One-year longitudinal evaluation of sensorimotor functions in APP751SL transgenic mice.

Intracerebral amyloid-beta (Abeta) peptide deposition is considered to play a key role in Alzheimer's disease and is designated as a principal therapeutic target. The relationship between brain Abeta levels and clinical deficits remains, however, unclear, both in human patients and in animal models of the disease. The purpose of the present study was to investigate, in a transgenic mouse model of brain amyloidosis, the consequences of Abeta deposition on basic neurological functions using a longitudinal approach. Animals were phenotyped at different ages corresponding to graded neuropathological stages (from no extracellular Abeta deposition to high amyloid loads). Sensory functions were evaluated by assessing visual and olfactory abilities and did not show any effects of the amyloid precursor protein (APP) transgene. Motor functions were assessed using multiple experimental paradigms.
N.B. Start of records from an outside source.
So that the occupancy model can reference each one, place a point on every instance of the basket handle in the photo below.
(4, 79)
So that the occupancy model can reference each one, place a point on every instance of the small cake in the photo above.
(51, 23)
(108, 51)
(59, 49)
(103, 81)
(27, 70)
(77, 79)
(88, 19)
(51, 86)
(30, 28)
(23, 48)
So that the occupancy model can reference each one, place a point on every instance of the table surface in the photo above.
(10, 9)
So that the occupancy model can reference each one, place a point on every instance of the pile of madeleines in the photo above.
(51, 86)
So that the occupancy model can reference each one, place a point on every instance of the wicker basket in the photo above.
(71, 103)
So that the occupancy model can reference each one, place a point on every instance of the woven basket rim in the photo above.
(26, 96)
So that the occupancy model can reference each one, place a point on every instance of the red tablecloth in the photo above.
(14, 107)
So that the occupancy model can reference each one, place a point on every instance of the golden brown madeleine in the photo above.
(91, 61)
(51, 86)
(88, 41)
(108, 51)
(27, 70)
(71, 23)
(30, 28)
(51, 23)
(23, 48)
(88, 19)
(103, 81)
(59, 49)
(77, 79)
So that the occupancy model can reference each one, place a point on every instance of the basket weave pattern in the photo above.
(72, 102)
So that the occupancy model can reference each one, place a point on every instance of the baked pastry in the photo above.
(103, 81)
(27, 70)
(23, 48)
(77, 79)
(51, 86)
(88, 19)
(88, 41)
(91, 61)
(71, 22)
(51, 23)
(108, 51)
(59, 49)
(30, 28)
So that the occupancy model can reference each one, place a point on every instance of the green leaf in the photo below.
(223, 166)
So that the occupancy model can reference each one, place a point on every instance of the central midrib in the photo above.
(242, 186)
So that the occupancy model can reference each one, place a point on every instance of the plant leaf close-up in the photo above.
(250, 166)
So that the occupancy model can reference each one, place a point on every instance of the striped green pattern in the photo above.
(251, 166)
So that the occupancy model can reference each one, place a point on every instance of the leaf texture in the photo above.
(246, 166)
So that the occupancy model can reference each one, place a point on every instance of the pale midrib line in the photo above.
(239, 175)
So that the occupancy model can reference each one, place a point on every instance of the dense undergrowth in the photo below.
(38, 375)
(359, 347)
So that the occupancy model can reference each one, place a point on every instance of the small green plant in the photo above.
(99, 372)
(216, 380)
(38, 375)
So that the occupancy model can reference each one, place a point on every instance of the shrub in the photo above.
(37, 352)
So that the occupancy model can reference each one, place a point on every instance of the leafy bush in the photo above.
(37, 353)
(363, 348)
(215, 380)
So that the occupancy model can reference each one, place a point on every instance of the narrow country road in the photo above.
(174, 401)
Results showed that motor strength was considerably reduced in APP transgenic mice compared with control animals. No deficit was noted in a motor coordination test although APP transgenic mice displayed decreased locomotion on a stationary beam. Hypolocomotion was also observed in the standard open-field test. Measures of anxiety obtained in the elevated plus-maze show some evidence of hyperanxiety in 15-month-old transgenic mice. Some of the neurological impairments showed by APP mice had an early onset and worsened with progressive aging, in parallel to gradual accumulation of Abeta in brain parenchyma. Relationships between neuropathologically assessed amyloid loads and behavioral deficits were further explored, and it was observed that motor strength deficits were correlated with cortical amyloid burden.